В этой книге я перенес концепцию прекрасного из гуманитарной области в науку, определив красоту как результат коэволюционного танца между влечением и украшением. А теперь мне хочется проделать нечто обратное – взять этот коэволюционный взгляд на красоту и попробовать применить его в гуманитарной сфере, особенно в сфере искусства.
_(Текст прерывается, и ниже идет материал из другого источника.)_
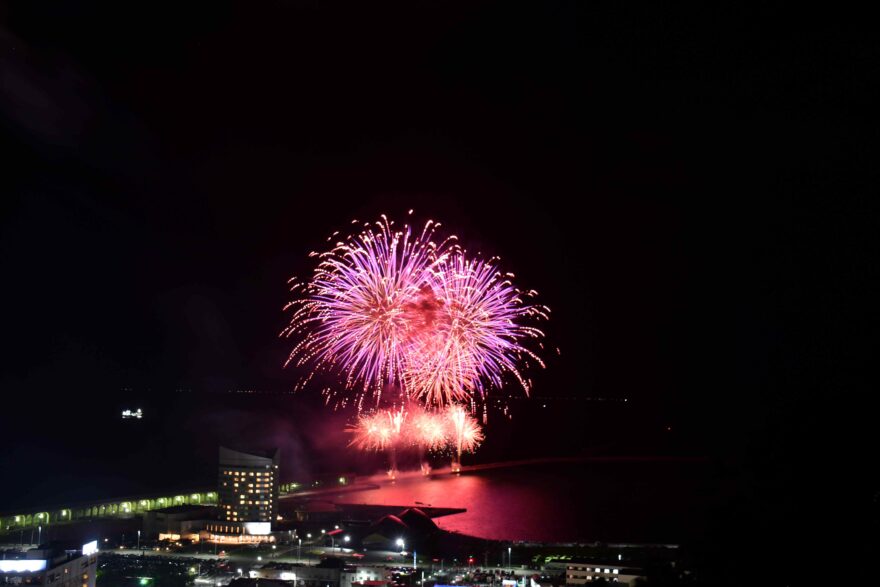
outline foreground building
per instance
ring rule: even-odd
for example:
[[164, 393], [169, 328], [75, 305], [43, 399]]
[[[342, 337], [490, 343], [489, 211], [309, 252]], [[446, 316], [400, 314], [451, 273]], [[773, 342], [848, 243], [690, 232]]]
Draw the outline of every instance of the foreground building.
[[49, 544], [23, 553], [5, 553], [0, 560], [0, 583], [95, 587], [97, 568], [97, 541], [79, 548]]
[[263, 454], [219, 451], [218, 521], [207, 525], [214, 542], [268, 542], [278, 516], [280, 451]]

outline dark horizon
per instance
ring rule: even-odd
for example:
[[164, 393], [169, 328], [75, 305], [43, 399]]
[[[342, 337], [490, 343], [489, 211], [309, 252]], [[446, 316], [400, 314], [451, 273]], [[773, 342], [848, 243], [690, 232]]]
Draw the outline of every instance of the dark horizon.
[[[709, 459], [731, 506], [708, 542], [738, 558], [746, 536], [795, 560], [829, 518], [876, 526], [873, 348], [857, 343], [877, 325], [874, 34], [669, 10], [0, 8], [0, 470], [58, 501], [130, 484], [108, 436], [137, 401], [168, 408], [142, 454], [195, 424], [222, 440], [223, 402], [177, 414], [176, 390], [291, 389], [288, 278], [352, 218], [414, 209], [552, 309], [560, 355], [509, 426], [542, 397], [630, 398], [641, 428], [603, 423], [605, 449]], [[316, 389], [295, 403], [272, 433], [341, 454], [305, 420], [345, 414]], [[106, 478], [85, 488], [77, 463]], [[4, 484], [0, 510], [27, 499]]]

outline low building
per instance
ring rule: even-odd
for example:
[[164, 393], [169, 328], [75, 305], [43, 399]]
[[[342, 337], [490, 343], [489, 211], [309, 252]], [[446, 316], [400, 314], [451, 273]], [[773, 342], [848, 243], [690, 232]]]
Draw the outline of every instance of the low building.
[[295, 581], [297, 587], [358, 587], [359, 585], [384, 585], [385, 573], [373, 567], [349, 565], [304, 565], [270, 562], [251, 571], [255, 579]]
[[595, 560], [571, 559], [551, 561], [544, 565], [548, 575], [564, 576], [566, 585], [587, 585], [598, 579], [621, 585], [635, 585], [636, 579], [644, 579], [644, 571], [635, 567], [601, 563]]
[[199, 539], [217, 508], [200, 505], [175, 505], [144, 514], [144, 538], [159, 540]]
[[52, 543], [0, 560], [0, 582], [12, 585], [95, 587], [98, 543], [81, 547]]

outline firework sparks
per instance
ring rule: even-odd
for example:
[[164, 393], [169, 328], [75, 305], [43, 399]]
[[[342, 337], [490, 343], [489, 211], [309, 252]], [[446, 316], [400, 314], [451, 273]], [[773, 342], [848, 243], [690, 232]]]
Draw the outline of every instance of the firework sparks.
[[431, 336], [416, 339], [405, 379], [413, 397], [445, 405], [485, 398], [488, 387], [512, 375], [528, 395], [531, 382], [521, 366], [544, 362], [526, 343], [544, 334], [531, 326], [549, 310], [527, 303], [535, 292], [520, 292], [492, 260], [469, 260], [459, 251], [430, 271], [431, 291], [442, 308]]
[[[378, 405], [384, 387], [438, 407], [485, 400], [507, 376], [528, 394], [523, 369], [544, 365], [528, 346], [543, 337], [534, 322], [549, 310], [494, 259], [469, 258], [455, 237], [437, 244], [438, 227], [396, 230], [383, 216], [313, 253], [311, 281], [292, 282], [297, 299], [282, 335], [300, 340], [287, 362], [339, 372], [358, 410], [370, 393]], [[344, 403], [350, 394], [340, 395]]]
[[397, 448], [404, 432], [406, 411], [400, 409], [381, 410], [370, 414], [362, 413], [357, 422], [348, 428], [353, 436], [349, 446], [366, 451], [386, 451], [388, 453], [388, 475], [397, 476]]
[[339, 370], [345, 388], [359, 390], [359, 407], [366, 393], [378, 404], [384, 386], [400, 383], [412, 340], [434, 329], [437, 301], [427, 276], [454, 241], [435, 243], [438, 226], [395, 230], [383, 216], [329, 252], [313, 253], [320, 262], [311, 281], [291, 281], [298, 297], [285, 308], [293, 316], [282, 335], [301, 339], [285, 365]]
[[451, 405], [446, 408], [446, 418], [450, 424], [451, 437], [455, 454], [452, 461], [452, 471], [461, 470], [461, 455], [465, 452], [474, 452], [485, 436], [480, 425], [464, 407]]

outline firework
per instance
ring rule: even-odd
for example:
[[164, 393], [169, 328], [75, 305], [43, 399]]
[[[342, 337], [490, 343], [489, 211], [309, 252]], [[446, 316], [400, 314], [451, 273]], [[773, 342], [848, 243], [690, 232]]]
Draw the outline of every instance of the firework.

В самом деле, прогресс в понимании процессов эстетической эволюции в природе порождает совершенно новые возможности для интеллектуального обмена
[370] между эволюционной биологией и эстетической философией – философией искусства, эстетикой, историей искусства и художественной критикой, – который я хотел открыть новым исследованием. На протяжении столетий под «эстетикой природы» понимали исключительно эстетические переживания человека, связанные с природой – будь то любование ландшафтом, наслаждение пением красногрудого дубоносового кардинала или созерцание формы и окраски цветка орхидеи и упоение ее ароматом. Однако эстетическая эволюция учит нас, что песня дубоносового кардинала и цветок орхидеи (но не ландшафт) приобрели свои эстетические свойства в ходе коэволюционных преобразований и предназначены для эстетической оценки вовсе не людьми, а самками дубоносового кардинала и насекомыми-опылителями соответственно. Мы, люди, можем оценить их красоту, но мы не принимали никакого участия в ее формировании. Традиционно эстетической философии не удавалось оценить эстетическое богатство природного мира, большая часть которого появилась на свет благодаря субъективным оценкам животных. Воспринимая красоту природы исключительно человеческим взглядом
[371], мы не сумели осознать могущество созидательной эстетической роли других живых существ. Поэтому, чтобы стать более строгой дисциплиной, эстетической философии надлежит приступить и к освоению биологического мира во всей его полноте и сложности.
Другим интереснейшим следствием эстетического подхода к жизни стало осознание того, что коэволюционные изменения являются основополагающей особенностью всех эстетических феноменов, включая и человеческое искусство. Как мы уже не раз обсуждали в этой книге, эволюция брачных украшений, таких как павлиний хвост, включает в себя и одновременную эволюцию когнитивных эстетических предпочтений самки павлина. Изменения в брачных предпочтениях изменяли и хвост, а изменения хвоста, в свою очередь, влекли за собой изменения брачных предпочтений. Тот же самый коэволюционный процесс действует и в искусстве. Например, Моцарт сочинял симфонии и оперы, которые меняли представление слушателей о том, какой может быть музыка и на что она способна. Благодаря обратной связи новые музыкальные предпочтения влияли на будущих композиторов и исполнителей, развивая классическую западную музыку. Подобным образом Мане, Ван Гог и Сезанн создавали полотна, которые раздвигали прежние границы европейской живописи. Новые эстетические предпочтения их поклонников воздействовали на новые поколения художников и коллекционеров, а также на собрания музеев и галерей, рождая новые стили: кубизм, дадаизм и другие модернистские течения начала XX века. Эти культурные механизмы эстетических изменений в искусстве тоже полностью коэволюционны.